つまりは、空港の検査員を買収して抱き込んでいたのですから、空港の通過も難なく通ってしまっていたわけです。少し前に、漁師を巻き込んで密輸の手伝いをさせていた海路でのコカイン密輸が摘発されていましたが、今回の空路の場合は空港職員を抱き込んでいました。
いつも私が日本に帰国した際に、スーツケースいっぱいの食糧品を重量が超過しないかとドキドキしながら、荷物を持って帰ってきているのが、ホントにバカみたいです。
今回の摘発では、当局は、フランス・ブラジル間のコカイン密売組織を壊滅させたといっていますが、これで本当に壊滅したかどうかは、別としても、この大きな摘発が彼らコカイン密売業者にとっては、重大な回路が奪われたことには、違いありません。
この事件では、オワーズ県、パ・ド・カレー県、セーヌ・エ・マルヌ県、ヴァル・ド・マルヌ県、ヴァル・ドワーズ県、セーヌ・サン・ドニ県などイル・ド・フランス地域圏を中心に8名を逮捕しています。

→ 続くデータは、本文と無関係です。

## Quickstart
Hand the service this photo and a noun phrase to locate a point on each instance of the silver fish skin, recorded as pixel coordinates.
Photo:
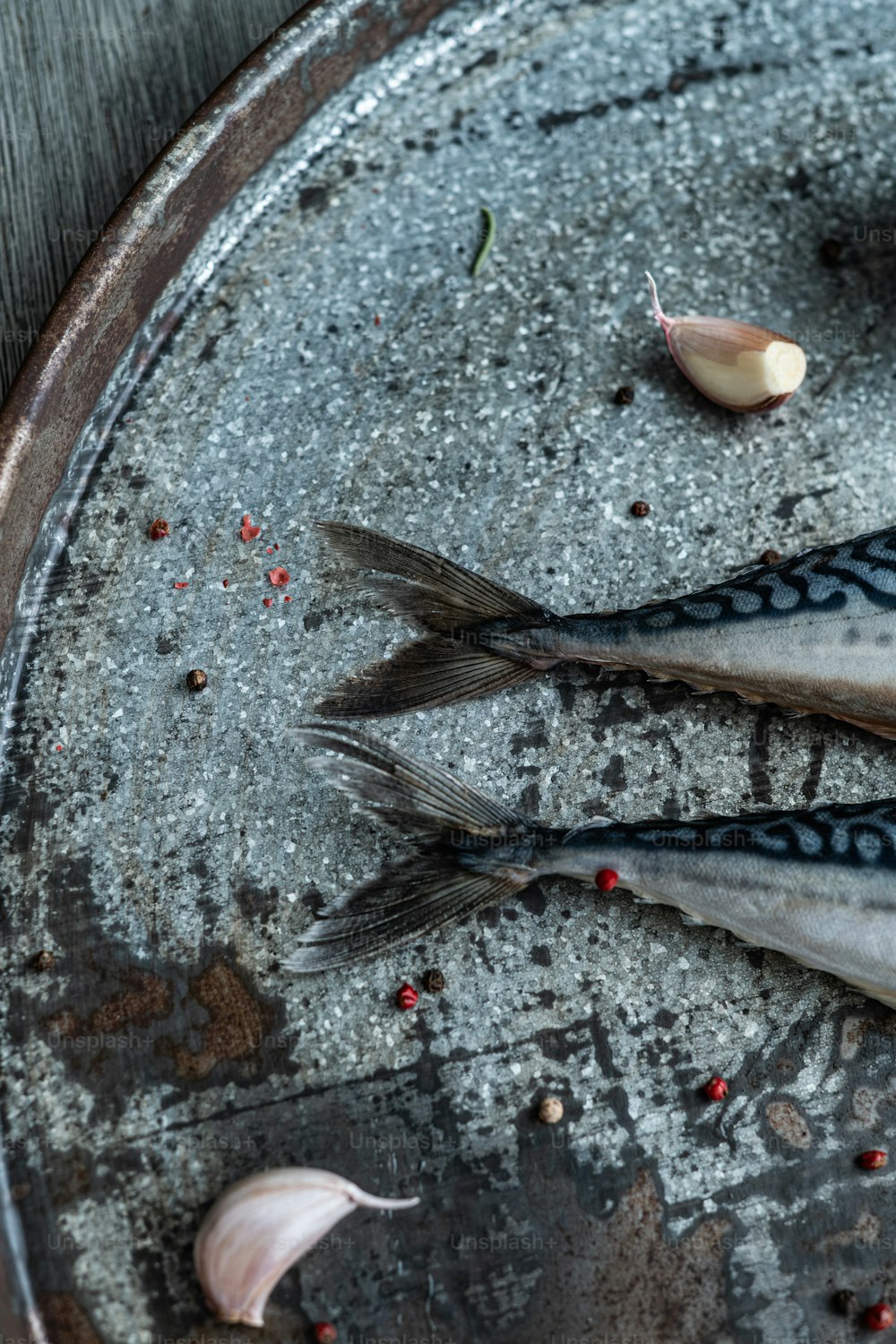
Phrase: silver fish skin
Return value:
(815, 633)
(818, 886)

今回の逮捕劇で逮捕されているのは、8名だけですが、実際にこれに関わっている人数は、相当数にのぼるものと見られています。
6月3日の摘発において、当局は、約50万ユーロの資産と10万ユーロを超える現金を回収。加えて当局は、拳銃と弾薬、防弾チョッキ、現金10万1,605ユーロ、高級衣料品や香水、宝石類、車5台、家屋、銀行口座を含む48万6,000ユーロ以上の犯罪資産が押収されています。
しかし、考えてみれば、毎月、20㎏から50㎏密輸されていたというコカインは、それだけ、需要があったというわけで、しかも、これにより、彼らは莫大な資産を築き、そのうえ、拳銃や防弾チョッキまで備えているとは、恐ろしい組織です。